314.15 Damp or Wet Locations.​*​​​​In damp or wet locations,
boxes, conduit bodies, and fittings shall be placed or
equipped so as to prevent moisture from entering or accumulating​
within the box, conduit body, or fitting. Boxes,

conduit bodies, and fittings installed in wet locations shall
be listed for use in wet locations.​Informational Note No. 1: For boxes in floors, see
314.27(B).
Informational Note No. 2: For protection against corrosion,
see 300.6.​* 
*


----------



## Southeast Power (Jan 18, 2009)

Joe,
It really looks like drainage will not be an issue for that enclosure. It looks like an above ground Brooks Box. :thumbsup:
I see no exposed live parts inside.
I think it would be quite a stretch to blame this on the lack of a weep hole.
We see enclosures like this that are rusted out due to the air exchange between the house and the outside air traveling through the conduit.

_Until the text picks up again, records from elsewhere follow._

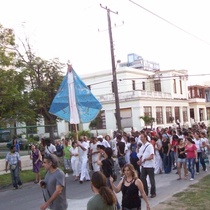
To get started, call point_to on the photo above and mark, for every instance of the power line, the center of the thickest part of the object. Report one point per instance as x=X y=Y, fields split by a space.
x=196 y=37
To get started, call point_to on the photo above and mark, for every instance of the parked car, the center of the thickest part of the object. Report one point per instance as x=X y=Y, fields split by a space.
x=22 y=142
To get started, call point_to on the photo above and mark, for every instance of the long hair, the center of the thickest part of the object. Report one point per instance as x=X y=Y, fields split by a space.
x=132 y=169
x=99 y=182
x=52 y=158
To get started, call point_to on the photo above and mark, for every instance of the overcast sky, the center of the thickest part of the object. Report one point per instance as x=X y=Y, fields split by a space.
x=68 y=29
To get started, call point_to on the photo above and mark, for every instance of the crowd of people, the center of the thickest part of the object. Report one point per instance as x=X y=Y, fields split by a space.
x=138 y=155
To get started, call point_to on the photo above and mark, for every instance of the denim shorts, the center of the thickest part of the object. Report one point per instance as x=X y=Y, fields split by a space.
x=181 y=160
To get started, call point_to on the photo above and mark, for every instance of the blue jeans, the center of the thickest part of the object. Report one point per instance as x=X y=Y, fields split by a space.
x=201 y=160
x=191 y=166
x=15 y=177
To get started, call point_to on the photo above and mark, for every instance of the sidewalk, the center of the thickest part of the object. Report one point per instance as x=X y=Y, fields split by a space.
x=166 y=186
x=25 y=160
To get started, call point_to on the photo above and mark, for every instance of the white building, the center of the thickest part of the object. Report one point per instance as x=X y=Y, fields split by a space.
x=162 y=95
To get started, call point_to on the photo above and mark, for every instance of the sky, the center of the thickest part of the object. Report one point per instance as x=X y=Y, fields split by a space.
x=78 y=30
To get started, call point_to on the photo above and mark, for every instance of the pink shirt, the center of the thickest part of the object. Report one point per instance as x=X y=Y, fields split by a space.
x=191 y=151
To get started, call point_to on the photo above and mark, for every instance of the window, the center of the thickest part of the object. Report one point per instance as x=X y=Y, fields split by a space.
x=112 y=84
x=159 y=115
x=126 y=118
x=192 y=114
x=208 y=113
x=31 y=128
x=177 y=115
x=143 y=85
x=180 y=83
x=174 y=86
x=185 y=114
x=157 y=85
x=148 y=111
x=169 y=118
x=103 y=120
x=133 y=85
x=48 y=127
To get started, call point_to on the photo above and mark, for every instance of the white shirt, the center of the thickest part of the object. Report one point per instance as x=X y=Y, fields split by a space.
x=82 y=153
x=93 y=148
x=146 y=153
x=198 y=144
x=104 y=142
x=50 y=149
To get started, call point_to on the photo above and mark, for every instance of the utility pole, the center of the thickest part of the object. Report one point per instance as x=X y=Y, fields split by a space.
x=118 y=118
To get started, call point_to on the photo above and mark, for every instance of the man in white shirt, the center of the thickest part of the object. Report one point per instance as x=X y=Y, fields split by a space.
x=49 y=148
x=147 y=161
x=102 y=141
x=94 y=154
x=83 y=158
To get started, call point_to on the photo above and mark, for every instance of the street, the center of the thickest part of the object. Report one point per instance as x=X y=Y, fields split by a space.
x=30 y=196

I don't know what the conditions are there but I can usually find the exact enclosure, on the exact street with one rusted out like that and one in perfect condition. 
I don't think I have ever considered drilling a drain hole in an enclosure.


----------



## fiddler (Jun 2, 2010)

I don't know about the areas most of you guys are working in, but a lot of the local municipalities in my area are requiring U&0's for resale. I've been getting a lot of calls for inspections on wxisting services that we're never inspected initially. Also the poco's have been requiring new inspection on any service that has been turned off for more then 6 mths. Taht one would be a fail.


----------



## kf5aeo (Dec 4, 2011)

bottomless panels are very common where i work. you are lucky if the door doesnt either a:fall off the hinges when opened or b: disentigrate compleatly when touched.

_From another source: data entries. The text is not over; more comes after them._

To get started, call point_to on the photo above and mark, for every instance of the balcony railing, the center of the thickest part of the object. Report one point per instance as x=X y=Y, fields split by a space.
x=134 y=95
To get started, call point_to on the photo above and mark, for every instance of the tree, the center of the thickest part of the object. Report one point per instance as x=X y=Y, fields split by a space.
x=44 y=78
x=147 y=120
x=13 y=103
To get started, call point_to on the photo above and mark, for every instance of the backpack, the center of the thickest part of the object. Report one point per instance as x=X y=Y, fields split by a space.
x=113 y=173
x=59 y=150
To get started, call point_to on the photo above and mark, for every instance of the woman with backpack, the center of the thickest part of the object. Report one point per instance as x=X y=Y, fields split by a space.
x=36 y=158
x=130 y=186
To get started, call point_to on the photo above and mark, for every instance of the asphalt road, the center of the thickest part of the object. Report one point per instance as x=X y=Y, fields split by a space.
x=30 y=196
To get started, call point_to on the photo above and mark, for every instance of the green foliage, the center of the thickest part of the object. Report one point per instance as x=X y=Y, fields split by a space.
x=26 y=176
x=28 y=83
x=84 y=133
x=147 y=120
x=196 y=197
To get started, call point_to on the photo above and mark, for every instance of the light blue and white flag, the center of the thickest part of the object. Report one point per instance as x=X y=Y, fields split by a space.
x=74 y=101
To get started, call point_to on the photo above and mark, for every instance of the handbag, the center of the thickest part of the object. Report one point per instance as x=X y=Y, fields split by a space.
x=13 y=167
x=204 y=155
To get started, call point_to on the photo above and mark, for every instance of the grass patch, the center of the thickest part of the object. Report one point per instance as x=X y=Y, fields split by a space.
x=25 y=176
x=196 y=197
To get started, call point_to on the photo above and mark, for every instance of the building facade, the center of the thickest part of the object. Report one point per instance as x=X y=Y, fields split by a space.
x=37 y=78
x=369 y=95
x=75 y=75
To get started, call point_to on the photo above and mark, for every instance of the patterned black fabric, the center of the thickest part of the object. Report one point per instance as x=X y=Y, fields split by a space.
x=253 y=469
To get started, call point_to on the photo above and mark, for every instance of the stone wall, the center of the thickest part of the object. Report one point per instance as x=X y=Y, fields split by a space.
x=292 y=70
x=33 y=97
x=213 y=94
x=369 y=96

H2S does bad things to pump panels


----------



## 636Sparky (Jun 24, 2011)

Yeah, it turns copper all kind of cool colors!


----------



## Magnettica (Jan 23, 2007)

Good thing they sprayed foam in there to keep the water out. From now on anyway.


----------



## chicken steve (Mar 22, 2011)

*There shall be no damaged parts that may adversely affect
safe operation or mechanical strength of the equipment
such as parts that are broken; bent; cut; or deteriorated by
corrosion, chemical action, or overheating.*


impossible to install _every single_ electrical item to imho

even nema3r equipment has drain holes for condensation

but hey, if the powers that be wish to cite the _weather_ , let 'em have at it

~CS~


----------



## McClary’s Electrical (Feb 21, 2009)

kf5aeo said:


> bottomless panels are very common where i work. you are lucky if the door doesnt either a:fall off the hinges when opened or b: disentigrate compleatly when touched.
> 
> H2S does bad things to pump panels


 

Then why don't they use stainless?


----------